What Does Moderation Have to Do with Healthy Eating?

As a registered dietitian, I’ve been trained to encourage people to eat in moderation. Sounds reasonable, doesn’t it? So, well, er … moderate. I was feeling pretty smug about the moderation message until recently when someone threw down a tweeted gauntlet.

What IS moderation?

There it was. The tweet was challenging me to define a very subjective term – and in no more than 140 characters! I thought for a moment and tweeted in reply: “Moderation is eating less than you’d like of the foods you like!”

OK, I know my somewhat smarty-pants tweet didn’t really answer the question, but I will try to do that now that I have much more space to post a response.

Moderation is Personal

Dietary and caloric needs vary from person to person which means that what is moderate intake for one person can be excessive or inadequate for another person.
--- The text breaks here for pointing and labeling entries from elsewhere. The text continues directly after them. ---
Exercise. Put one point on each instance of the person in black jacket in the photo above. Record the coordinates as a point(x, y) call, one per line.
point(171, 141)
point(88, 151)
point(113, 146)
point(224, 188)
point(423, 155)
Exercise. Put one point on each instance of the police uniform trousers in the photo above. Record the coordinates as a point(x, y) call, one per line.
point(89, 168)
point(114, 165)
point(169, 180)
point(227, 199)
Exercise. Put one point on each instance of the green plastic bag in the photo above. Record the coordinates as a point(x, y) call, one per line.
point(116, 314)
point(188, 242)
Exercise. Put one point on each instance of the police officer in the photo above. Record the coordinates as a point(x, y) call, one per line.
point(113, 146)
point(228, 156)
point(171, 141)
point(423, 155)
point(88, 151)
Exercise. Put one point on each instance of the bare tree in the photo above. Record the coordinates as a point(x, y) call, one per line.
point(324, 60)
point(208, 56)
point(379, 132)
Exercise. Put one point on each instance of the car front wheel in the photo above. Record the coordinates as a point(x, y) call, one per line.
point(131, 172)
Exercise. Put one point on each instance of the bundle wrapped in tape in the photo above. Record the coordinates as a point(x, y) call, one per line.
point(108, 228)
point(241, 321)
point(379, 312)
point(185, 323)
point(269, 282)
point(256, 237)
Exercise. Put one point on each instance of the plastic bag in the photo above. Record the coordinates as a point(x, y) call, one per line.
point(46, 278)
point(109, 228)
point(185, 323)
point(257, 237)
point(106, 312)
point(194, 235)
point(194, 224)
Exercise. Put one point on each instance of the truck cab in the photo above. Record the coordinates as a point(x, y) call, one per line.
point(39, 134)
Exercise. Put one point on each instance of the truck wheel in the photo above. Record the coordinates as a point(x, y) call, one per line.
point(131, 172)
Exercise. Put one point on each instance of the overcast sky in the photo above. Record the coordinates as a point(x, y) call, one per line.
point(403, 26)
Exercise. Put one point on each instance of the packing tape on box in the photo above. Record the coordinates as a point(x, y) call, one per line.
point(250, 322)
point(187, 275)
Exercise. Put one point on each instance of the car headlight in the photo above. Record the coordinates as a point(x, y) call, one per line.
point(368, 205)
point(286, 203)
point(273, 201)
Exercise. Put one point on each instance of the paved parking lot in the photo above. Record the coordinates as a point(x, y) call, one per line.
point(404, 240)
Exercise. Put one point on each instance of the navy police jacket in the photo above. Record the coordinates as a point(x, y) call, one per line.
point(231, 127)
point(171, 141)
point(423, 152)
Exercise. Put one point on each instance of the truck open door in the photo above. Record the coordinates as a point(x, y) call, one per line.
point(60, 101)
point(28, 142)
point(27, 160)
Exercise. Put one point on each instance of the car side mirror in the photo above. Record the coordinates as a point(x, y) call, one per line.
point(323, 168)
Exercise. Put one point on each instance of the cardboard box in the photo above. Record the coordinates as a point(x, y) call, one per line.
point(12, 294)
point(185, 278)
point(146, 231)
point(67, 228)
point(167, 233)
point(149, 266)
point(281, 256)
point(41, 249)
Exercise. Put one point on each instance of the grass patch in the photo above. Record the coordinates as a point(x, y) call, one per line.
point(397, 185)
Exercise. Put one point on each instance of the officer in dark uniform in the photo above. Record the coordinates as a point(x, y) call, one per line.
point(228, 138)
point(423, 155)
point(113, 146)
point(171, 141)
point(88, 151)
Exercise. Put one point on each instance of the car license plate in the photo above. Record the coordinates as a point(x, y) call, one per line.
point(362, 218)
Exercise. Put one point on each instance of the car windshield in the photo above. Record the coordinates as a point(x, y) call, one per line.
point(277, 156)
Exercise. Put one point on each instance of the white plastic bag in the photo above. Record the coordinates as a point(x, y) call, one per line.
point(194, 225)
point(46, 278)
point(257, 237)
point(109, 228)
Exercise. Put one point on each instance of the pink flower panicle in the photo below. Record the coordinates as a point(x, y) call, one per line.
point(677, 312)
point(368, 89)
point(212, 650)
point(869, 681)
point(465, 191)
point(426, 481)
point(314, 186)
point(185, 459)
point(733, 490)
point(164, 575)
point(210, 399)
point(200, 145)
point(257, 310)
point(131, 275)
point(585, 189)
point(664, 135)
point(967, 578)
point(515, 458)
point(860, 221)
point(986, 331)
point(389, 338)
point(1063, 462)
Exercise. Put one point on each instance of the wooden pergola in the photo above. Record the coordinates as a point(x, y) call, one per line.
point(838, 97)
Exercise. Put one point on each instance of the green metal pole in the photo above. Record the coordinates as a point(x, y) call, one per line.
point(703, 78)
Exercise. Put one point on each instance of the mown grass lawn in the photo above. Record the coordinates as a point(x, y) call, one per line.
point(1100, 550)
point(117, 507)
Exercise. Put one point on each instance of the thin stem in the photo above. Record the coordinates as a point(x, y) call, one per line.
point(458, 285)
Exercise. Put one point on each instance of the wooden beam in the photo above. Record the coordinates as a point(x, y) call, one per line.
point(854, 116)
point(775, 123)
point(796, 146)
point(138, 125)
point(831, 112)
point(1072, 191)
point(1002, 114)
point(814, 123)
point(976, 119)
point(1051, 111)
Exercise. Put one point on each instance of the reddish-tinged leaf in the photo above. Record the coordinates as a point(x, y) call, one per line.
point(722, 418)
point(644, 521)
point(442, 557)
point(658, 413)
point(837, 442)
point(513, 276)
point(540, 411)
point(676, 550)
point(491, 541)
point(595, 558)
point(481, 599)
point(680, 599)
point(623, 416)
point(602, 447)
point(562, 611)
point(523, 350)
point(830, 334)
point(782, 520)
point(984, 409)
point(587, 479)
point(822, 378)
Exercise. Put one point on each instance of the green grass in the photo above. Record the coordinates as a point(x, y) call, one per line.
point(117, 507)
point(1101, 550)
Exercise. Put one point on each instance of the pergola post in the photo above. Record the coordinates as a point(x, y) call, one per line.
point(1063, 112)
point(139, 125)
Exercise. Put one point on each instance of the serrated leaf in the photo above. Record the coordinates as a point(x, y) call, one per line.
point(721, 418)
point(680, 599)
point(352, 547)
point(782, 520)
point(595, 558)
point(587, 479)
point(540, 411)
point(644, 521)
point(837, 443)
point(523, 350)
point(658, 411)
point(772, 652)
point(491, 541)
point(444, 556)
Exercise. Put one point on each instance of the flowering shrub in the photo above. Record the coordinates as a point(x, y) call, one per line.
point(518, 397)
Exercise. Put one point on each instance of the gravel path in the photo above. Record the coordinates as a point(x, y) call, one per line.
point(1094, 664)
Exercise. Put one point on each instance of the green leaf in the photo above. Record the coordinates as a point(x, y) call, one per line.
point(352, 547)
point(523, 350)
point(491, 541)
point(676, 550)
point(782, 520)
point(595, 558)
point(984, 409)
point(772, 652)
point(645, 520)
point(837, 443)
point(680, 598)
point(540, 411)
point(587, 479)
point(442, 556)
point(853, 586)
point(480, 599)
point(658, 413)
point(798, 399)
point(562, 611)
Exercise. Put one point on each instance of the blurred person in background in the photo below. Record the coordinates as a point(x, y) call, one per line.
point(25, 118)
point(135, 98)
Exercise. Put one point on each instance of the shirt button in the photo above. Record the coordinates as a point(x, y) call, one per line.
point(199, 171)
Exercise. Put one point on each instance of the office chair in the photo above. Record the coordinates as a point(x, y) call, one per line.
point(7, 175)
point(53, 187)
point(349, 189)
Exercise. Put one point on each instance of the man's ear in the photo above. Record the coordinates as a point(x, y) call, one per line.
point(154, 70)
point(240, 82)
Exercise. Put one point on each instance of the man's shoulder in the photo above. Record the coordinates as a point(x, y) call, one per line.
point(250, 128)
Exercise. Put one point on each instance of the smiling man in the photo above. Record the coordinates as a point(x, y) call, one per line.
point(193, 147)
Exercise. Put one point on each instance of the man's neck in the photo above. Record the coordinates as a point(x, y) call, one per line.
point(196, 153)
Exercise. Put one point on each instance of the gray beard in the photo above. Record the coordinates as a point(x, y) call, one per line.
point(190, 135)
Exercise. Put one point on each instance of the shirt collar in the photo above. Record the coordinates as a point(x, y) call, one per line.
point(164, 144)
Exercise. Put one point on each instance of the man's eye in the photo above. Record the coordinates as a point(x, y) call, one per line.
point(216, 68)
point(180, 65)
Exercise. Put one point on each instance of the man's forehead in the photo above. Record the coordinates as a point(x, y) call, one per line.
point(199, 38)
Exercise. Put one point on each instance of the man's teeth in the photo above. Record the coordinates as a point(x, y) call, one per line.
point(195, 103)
The first step to define moderation for you is to determine your recommended target intakes for grains, fruits, vegetables, dairy, and protein as well as the total number of calories you should consume each day. An easy way to do this is to go to the USDA’s SuperTracker site.

After you create a profile and enter in your age, height, weight, gender, and physical activity level, the site will give you a personal plan that shows your daily food group targets including what and how many servings to eat within your calorie allowance. Then you can enter what you’re actually eating each day in Food Tracker to see where you stand. Are you getting enough vegetable servings each day? Are you getting too many grain servings? How about total calories?

Easy Changes You Can Make

Using this site, you can also see if you’re overeating one or more of the macronutrients — proteins, fats, or carbohydrates — by generating a Nutrients Report. Calories from proteins should be 10-35%, from fats 20-35%, and from carbs 45-65% of your total recommended calories.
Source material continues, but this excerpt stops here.